There’s A Massive Sex Party In NYC For Elite People This Weekend, So You’ll Know Where To Find Me
If you’re living in New York City and you’re currently short on plans for Saturday night, why not pull yourself together and go to Killing Kittens first ever NYC sex party with the city’s elite? Sure, you have to be attractive, between the ages of 18-50, very rich, and able to refrain from calling the company “Slaughtering Pussies,” but who among us can’t manage to squeeze themselves into that profile for one night?
Oh, there is one other catch. For men to attend, they have to be accompanied by a female. Chicks can attend alone and fuck other chick’s boyfriends or dates, but no single guys. Single guys are not welcome. Single guys are undesirable creeps. (Yes, I read way too far into things.)
The sex party is kind of inexpensive — $100 for women and $250 for couples. Certainly less money than buying a hooker. Not that I would know the costs associated to such a thing. Maybe that price break is because they don’t test for STDs. For $1,000, people would want to know they aren’t going to leave diseased.
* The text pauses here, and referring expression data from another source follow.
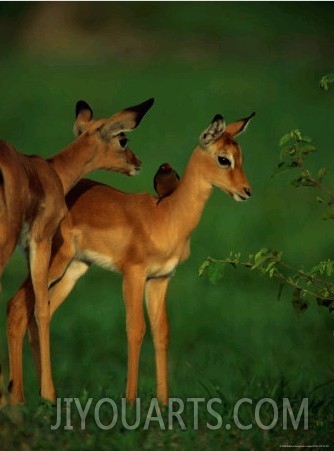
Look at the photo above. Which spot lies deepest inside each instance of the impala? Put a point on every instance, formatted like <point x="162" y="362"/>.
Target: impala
<point x="32" y="202"/>
<point x="140" y="238"/>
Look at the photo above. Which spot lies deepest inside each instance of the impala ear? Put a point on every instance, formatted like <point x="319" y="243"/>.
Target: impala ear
<point x="126" y="120"/>
<point x="237" y="127"/>
<point x="213" y="132"/>
<point x="83" y="114"/>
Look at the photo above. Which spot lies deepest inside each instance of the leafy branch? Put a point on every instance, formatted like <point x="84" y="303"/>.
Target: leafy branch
<point x="295" y="148"/>
<point x="326" y="80"/>
<point x="306" y="285"/>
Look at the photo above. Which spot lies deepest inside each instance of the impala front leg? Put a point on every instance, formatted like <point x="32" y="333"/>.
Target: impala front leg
<point x="39" y="263"/>
<point x="156" y="306"/>
<point x="133" y="293"/>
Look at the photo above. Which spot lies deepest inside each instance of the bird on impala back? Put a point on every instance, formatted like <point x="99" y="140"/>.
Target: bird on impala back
<point x="165" y="180"/>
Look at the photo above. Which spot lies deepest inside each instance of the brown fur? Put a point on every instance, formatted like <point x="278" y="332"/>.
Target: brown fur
<point x="143" y="240"/>
<point x="32" y="200"/>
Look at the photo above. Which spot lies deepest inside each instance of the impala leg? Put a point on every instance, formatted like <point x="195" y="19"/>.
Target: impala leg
<point x="133" y="293"/>
<point x="57" y="295"/>
<point x="19" y="309"/>
<point x="7" y="247"/>
<point x="156" y="306"/>
<point x="39" y="262"/>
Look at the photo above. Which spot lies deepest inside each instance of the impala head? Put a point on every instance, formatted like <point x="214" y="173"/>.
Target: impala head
<point x="108" y="135"/>
<point x="223" y="162"/>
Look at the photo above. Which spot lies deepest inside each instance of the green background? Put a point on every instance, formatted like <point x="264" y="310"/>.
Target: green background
<point x="197" y="59"/>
For $100, they’ll take their chances. But according to the NY Post, Killing Kittens (AKA Slaughtering Pussies) does provide plenty of condoms, which we can all agree is super thoughtful.
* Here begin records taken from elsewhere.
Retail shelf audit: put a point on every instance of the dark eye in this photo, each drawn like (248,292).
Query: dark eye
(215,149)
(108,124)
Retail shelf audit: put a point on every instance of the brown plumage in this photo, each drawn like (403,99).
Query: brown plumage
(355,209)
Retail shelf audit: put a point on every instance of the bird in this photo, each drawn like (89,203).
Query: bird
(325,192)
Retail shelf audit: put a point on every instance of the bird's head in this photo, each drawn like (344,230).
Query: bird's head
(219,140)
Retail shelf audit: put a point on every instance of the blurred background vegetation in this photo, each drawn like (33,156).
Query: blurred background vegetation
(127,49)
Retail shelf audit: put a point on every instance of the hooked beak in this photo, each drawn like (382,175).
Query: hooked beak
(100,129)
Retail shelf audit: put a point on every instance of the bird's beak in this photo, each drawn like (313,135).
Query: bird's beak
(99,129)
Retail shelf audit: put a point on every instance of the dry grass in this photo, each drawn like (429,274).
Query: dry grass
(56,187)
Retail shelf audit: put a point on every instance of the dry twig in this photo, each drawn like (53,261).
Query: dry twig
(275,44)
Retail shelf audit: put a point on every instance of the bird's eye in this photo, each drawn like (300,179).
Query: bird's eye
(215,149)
Need more convincing? Allow this lady’s testimonial in the NY Post to fix that.
“It’s like ‘Eyes Wide Shut,’ but realistic,” says Gweneth Romein, 46, who works in consulting and has attended nearly 20 Killing Kittens events.
“When [my ex-boyfriend and I] hosted a party at our house [in London], we had a bed and there were these two gorgeous silver foxes and this black girl whose legs went to Tokyo, and she was just demanding everything from them . . . it’s complete carnage,” she says. “It’s like a buffet.”
It’s easy to picture Eyes Wide Shut in my head, but the real life version of that has to be way more awkward. I can’t help but imagining a room full of hot chicks surrounded by masked, horny dudes with tucked up boners attempting to get as drunk as possible before they have to try and hold their pent-up loads for longer than 3.5 pumps. And somewhere in the mix, you just know there’s a guy who forgot to wear a belt and is currently giving one side of his pants massive pleats. But everyone is getting laid so why waste time later trying to get a boner when you can show up with a full tank of gas?
Either way, sounds like a wild time for everyone involved, especially for the lucky fucks who get to turn the lights on and sweep up all the used scumbags off the floor.